THERE is much in the long and eventful life of this great and good man, worthy of detail, and eminently calculated to interest the general reader. But so many excellent memoirs of him have been given to the public, in connection with his works, from pens eloquent with praise, and glowing with fervent admiration of his genius, that we purpose, in this article, to confine ourselves mainly to that period of his life subsequent to the loss of his sight. He was born, it appears, at London, in 1608; greatly impaired his sight by hard study in youth; took the degree of A. M. at Christ College, in his twenty-fourth year; zealously embarked in the political and religious controversies of the times, and, while engaged in writing his defense of the English people, again overtasked his eyes, and brought on a gutta serena, which ended in the total extinction of his sight, in the forty-fourth year of his age. Of this melancholy result he was, however, forewarned by his physician, but, in the

alternative of evils, preferred, it seems, the loss of sight to the dereliction of his duty.

As clouds collect around them dark, floating vapors, and seem to convert into blackness the bright blue sky itself, so great afflictions accumulate sorrow, until every glad beam of hope and joy is shut out from the heart. Very much about this time, Milton was called to mourn the death of his wife, who left to his protection three orphan daughters. He did not, however, long remain in this friendless situation, but shortly after married Catharine, daughter of Captain Woodcock, of Hackney, who seems to have been the object of his fondest affection, but who died, within a year after their marriage.

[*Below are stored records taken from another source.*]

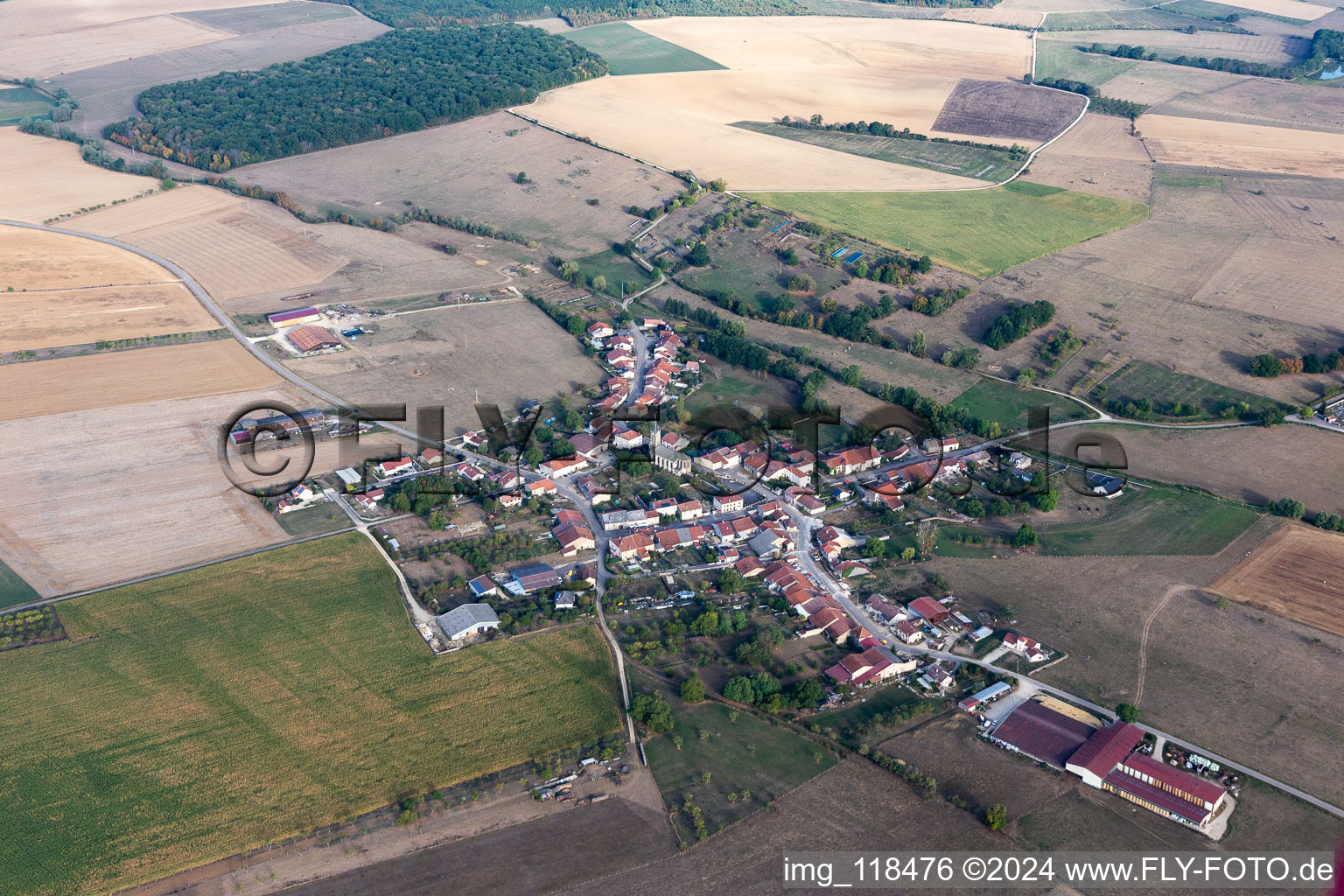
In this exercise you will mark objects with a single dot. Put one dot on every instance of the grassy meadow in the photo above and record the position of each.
(1008, 404)
(205, 713)
(1151, 520)
(980, 233)
(749, 763)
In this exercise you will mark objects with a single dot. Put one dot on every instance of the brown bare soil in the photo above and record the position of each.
(1298, 574)
(507, 351)
(854, 803)
(1248, 464)
(124, 491)
(1213, 677)
(37, 388)
(208, 231)
(466, 170)
(1158, 291)
(1222, 144)
(1260, 101)
(1007, 109)
(616, 836)
(47, 178)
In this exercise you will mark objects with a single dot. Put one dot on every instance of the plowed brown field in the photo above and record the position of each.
(1298, 572)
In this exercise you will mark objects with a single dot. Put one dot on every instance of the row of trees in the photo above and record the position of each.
(396, 82)
(1271, 366)
(1326, 43)
(1018, 321)
(882, 130)
(1103, 105)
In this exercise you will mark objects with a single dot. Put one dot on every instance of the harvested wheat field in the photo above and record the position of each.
(72, 290)
(42, 260)
(847, 69)
(1221, 144)
(1097, 156)
(150, 494)
(49, 17)
(46, 178)
(233, 246)
(684, 120)
(1298, 572)
(508, 351)
(66, 384)
(1285, 8)
(772, 43)
(43, 55)
(1280, 278)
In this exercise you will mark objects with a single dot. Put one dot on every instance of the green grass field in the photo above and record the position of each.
(1152, 520)
(752, 271)
(1008, 404)
(747, 755)
(1063, 60)
(742, 387)
(968, 161)
(14, 590)
(23, 102)
(1140, 379)
(629, 52)
(980, 233)
(205, 713)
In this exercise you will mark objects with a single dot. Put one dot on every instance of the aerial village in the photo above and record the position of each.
(509, 540)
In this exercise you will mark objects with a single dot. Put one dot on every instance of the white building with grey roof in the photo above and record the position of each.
(468, 620)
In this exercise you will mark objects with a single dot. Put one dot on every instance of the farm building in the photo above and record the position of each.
(536, 577)
(312, 339)
(468, 620)
(1042, 734)
(481, 587)
(290, 318)
(929, 609)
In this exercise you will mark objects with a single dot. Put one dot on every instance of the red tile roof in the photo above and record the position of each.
(1106, 748)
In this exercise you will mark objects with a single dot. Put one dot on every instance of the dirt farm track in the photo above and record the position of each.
(1298, 572)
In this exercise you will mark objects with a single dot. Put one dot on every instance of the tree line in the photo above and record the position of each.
(882, 130)
(398, 82)
(1098, 103)
(1018, 321)
(1326, 43)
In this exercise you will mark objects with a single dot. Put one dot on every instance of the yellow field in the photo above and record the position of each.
(231, 246)
(42, 55)
(1286, 8)
(1219, 144)
(684, 120)
(46, 178)
(898, 72)
(124, 492)
(50, 17)
(40, 260)
(72, 290)
(66, 384)
(788, 43)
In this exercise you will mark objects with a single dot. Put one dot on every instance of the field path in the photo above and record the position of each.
(1143, 641)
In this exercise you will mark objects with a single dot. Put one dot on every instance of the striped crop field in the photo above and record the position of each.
(980, 233)
(200, 715)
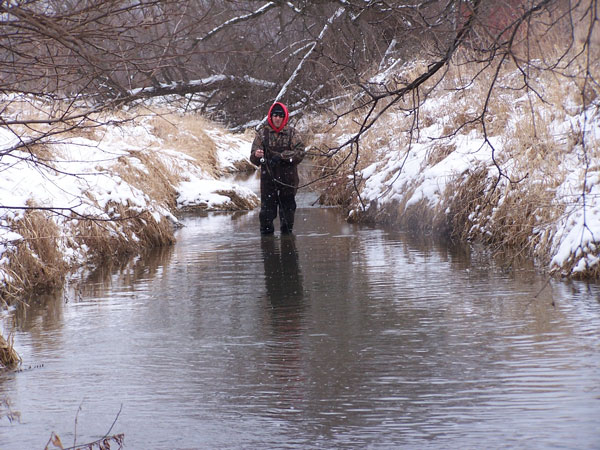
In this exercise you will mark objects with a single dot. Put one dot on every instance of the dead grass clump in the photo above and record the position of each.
(438, 152)
(9, 358)
(466, 198)
(156, 179)
(128, 233)
(36, 261)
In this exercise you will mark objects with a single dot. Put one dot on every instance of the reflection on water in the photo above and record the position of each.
(336, 337)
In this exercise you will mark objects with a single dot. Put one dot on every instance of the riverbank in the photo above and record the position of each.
(480, 157)
(98, 192)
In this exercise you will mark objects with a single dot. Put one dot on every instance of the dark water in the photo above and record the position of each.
(339, 337)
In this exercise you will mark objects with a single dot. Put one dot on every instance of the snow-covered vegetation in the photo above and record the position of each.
(486, 159)
(108, 190)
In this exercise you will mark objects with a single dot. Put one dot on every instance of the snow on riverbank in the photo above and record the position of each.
(540, 188)
(108, 173)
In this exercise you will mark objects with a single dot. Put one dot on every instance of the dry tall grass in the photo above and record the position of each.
(36, 262)
(513, 204)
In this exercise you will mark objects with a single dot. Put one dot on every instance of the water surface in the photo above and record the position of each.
(337, 337)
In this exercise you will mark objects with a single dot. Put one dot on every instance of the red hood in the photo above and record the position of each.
(285, 119)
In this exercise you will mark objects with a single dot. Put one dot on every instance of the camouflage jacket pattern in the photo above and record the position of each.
(286, 145)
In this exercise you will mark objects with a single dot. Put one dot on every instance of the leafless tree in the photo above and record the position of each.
(232, 58)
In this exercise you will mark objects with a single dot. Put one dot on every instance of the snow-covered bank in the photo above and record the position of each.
(530, 183)
(131, 177)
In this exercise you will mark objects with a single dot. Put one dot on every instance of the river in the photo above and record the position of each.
(340, 336)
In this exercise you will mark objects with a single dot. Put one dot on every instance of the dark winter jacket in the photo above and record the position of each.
(283, 152)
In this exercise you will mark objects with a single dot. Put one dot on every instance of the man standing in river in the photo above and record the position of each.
(278, 150)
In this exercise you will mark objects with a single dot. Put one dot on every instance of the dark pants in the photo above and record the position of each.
(276, 196)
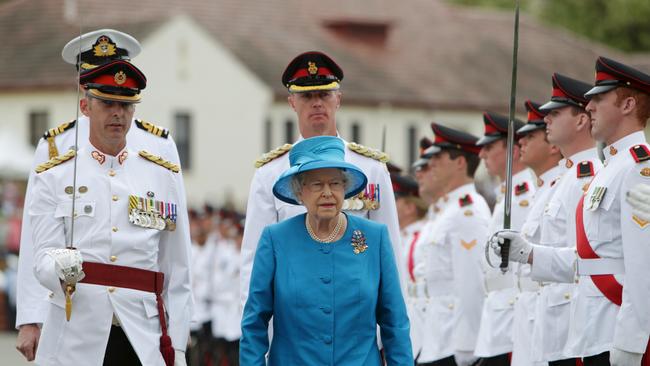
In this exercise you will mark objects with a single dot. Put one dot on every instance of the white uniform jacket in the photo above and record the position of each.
(103, 233)
(558, 231)
(524, 309)
(31, 301)
(449, 275)
(597, 324)
(495, 334)
(264, 209)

This new accession of sorrow again brought back his helpless and forlorn condition, and no doubt cast a deeper gloom over his spirits than either of his former afflictions had done. It forms the subject of that beautiful and melting sonnet to his deceased wife. This sonnet is found in Milton's collected poems, and possibly lives in the reader's memory, as one of its brightest and purest images of thought. But as it brings out some valuable ideas in relation to the dreams of the blind, and offers us the welcome opportunity of drawing upon our own experience, we gladly give it room:

Methought I saw my late espoused saint

Brought to me, like Alcestis from the grave,

Whom Jove's great son to her glad husband gave,
Rescued from death by force, though pale and faint.